Вечером Санька лежала как бревно, наслаждаясь полным бесчувствием, и разглядывала пятна на потолке. Любка с Миррой под руководством Иды Моисеевны писали заявление о выдаче прокладок.
– Беспредел! – кипятилась старушка. – Раз в месяц по уставу они должны! А мы с Александрой тут уже полтора…
– И как же вы справлялись? – хихикнула Любка.
– Ну, я-то уже никак. А Александра… Александра! Расскажи товарищу, как ты вышла из критического положения? И вообще, надо было отстаивать свое право на личную гигиену, а не таиться!
– Сань, ну правда, как? – пихнула ее в бок Любка. – Вдруг не выдадут? А у меня вот-вот…
– Да никак, – ответила Санька с интонацией следователя Смирнова и пожала плечами. – Откуда я знаю.
– Не было еще, что ли?
– Не-а…
– Так ты чё?! Александра?! – воскликнули одновременно Любка и Ида Моисеевна.
А Мирра вздохнула, и на лице ее ясно читалось: «Этот безумный мир»…
– И от еды тошнит! И с тухлой капустой всех заколебала! – возбужденно переговаривались над ней женщины. – И истерику на допросе устроила…
Санька вдруг рывком села и обвела всех ошарашенным взглядом.
– Дошло? – хмыкнула Любка.
– Срочно пиши заявление на осмотр гинеколога! – скомандовала Ида Моисеевна. – Трое – это уже многодетность. Могут смягчить приговор. Хотя им что трое, что семеро. Только раззадоривает…
Но Санька и без всяких докторов уже знала, что это – правда. И даже знала, что там – девочка. И что звать ее будут тем самым именем, которое он с таким трудом выговорил тогда, на краю земли: Мария.

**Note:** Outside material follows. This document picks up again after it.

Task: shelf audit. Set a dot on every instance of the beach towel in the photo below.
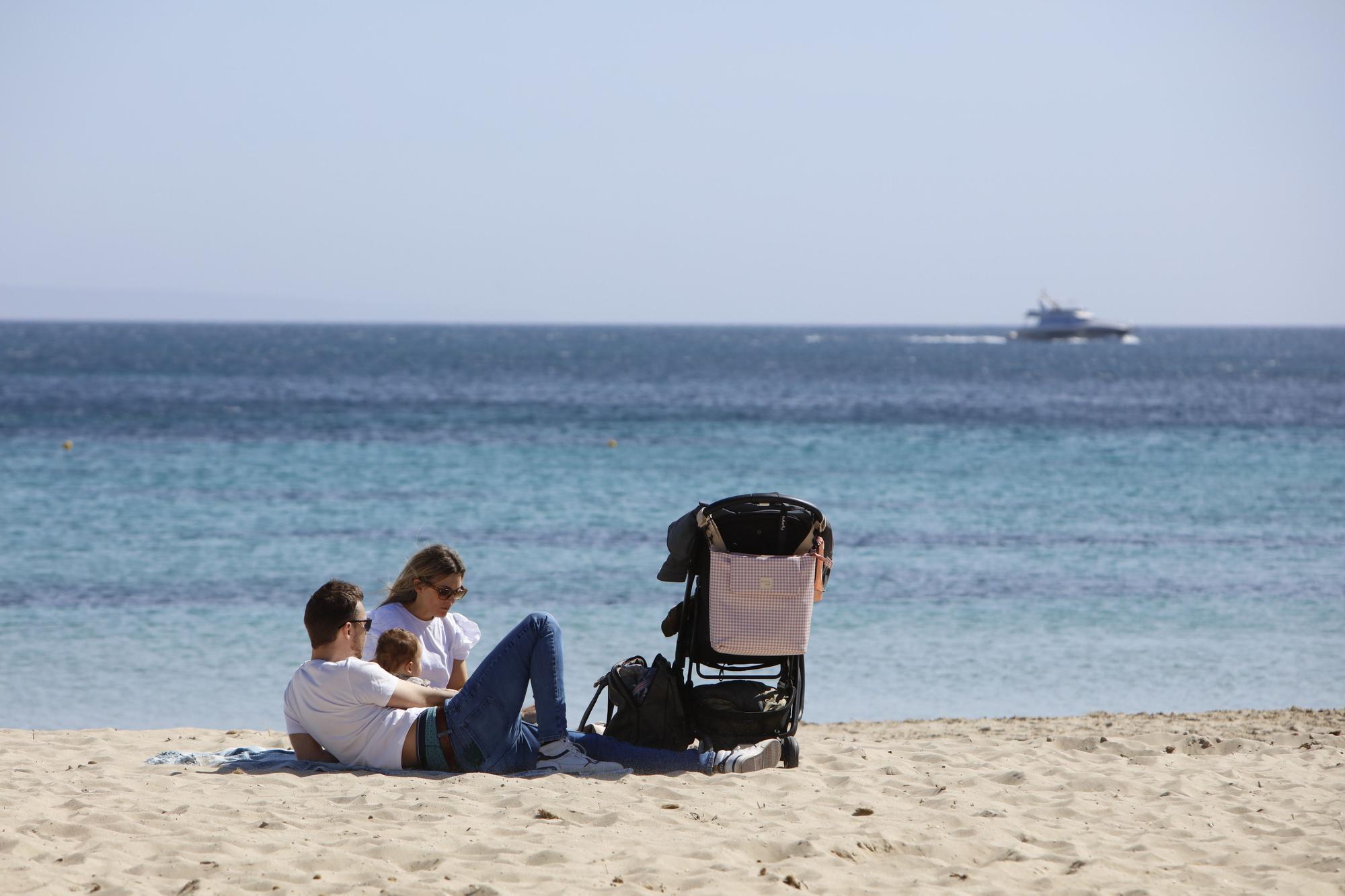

Даже если он об этом никогда не узнает.
Необъяснимое и совершенно неуместное чувство покоя объяло ее, как море. И ей оставалось только лежать, раскинув руки, улыбаться огромному небу и ждать, пока волны сами вынесут ее к счастливым берегам.
Глава семнадцатая
Мария
Странное дело, он вдруг заметил, что мысленно тоже называет ее Марией. Долгое время любимая жила внутри него безымянной. Случайное имя, попавшее в документы, не имело к ней никакого отношения и конечно же не могло служить сосудом его нежности и боли.
Маленькая Катя без тени сомнения отмела этот бумажный призрак и, поменяв всего лишь одну букву, неожиданно попала в цель.

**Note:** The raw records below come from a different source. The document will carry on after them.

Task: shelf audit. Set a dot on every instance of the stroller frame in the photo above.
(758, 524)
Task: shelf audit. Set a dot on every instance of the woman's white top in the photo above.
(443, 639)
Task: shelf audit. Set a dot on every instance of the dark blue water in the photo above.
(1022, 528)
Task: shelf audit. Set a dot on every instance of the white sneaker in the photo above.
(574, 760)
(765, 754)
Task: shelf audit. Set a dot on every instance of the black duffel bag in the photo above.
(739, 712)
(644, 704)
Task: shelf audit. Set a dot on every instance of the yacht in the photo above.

Она не стала спорить. Не только потому, что спорить с Катей было бесполезно. Новое имя не вызывало протеста, откликаясь чему-то внутри. Оно витало рядом, осторожно прикасаясь к ней, каждый раз, когда Катя уверенно произносила: «Мама Маса».
В детском доме Катя сразу поставила всех в известность, что попала сюда случайно, что у нее есть «мама Маса», которая завтра же к ней придет.
Поэтому, когда она, прижимая к колотящемуся сердцу мешок разноцветных лоскутков, впервые переступила порог актового зала, ее приветствовал нестройный хор: «Здравствуйте, тетя Маша».
Катя строго-настрого предупредила, что тому, кто скажет «мама Маша», она «откусит голову и выплюнет ее в лужу». А об остроте Катиных зубов и быстроте реакции все уже знали: обряд избиения новичка совершался в спальне в первую же ночь.
«Тетя Маша, а как дальше?» – «Теть Машь, вдень нитку!» – «А можно мне синюю бусинку, тетечка Машечка?» Вразнобой повторяемое детскими голосами, имя обретало плоть, утрачивало случайность и незаметно оказалось крепко-накрепко пришито к ней неумелыми, кривыми стежками.
Алеша сначала называл ее так при детях. Потом – говоря о детях. А поскольку они теперь только об этом и говорили, то «тетя Маша» стало чем-то вроде ее домашнего прозвища.
Но внутри него она по-прежнему оставалась безымянной.
И вот теперь она была там, откуда он не мог ее вызволить. По ночам он стоял у окна – того самого, под которым она когда-то плакала от музыки, – и звал ее, звал, безнадежно выкликая любимую тень из ада. И не было у него другого инструмента, кроме звенящей тоски, и другой песни, кроме ее имени, которое вдруг укоренилось и проросло в нем.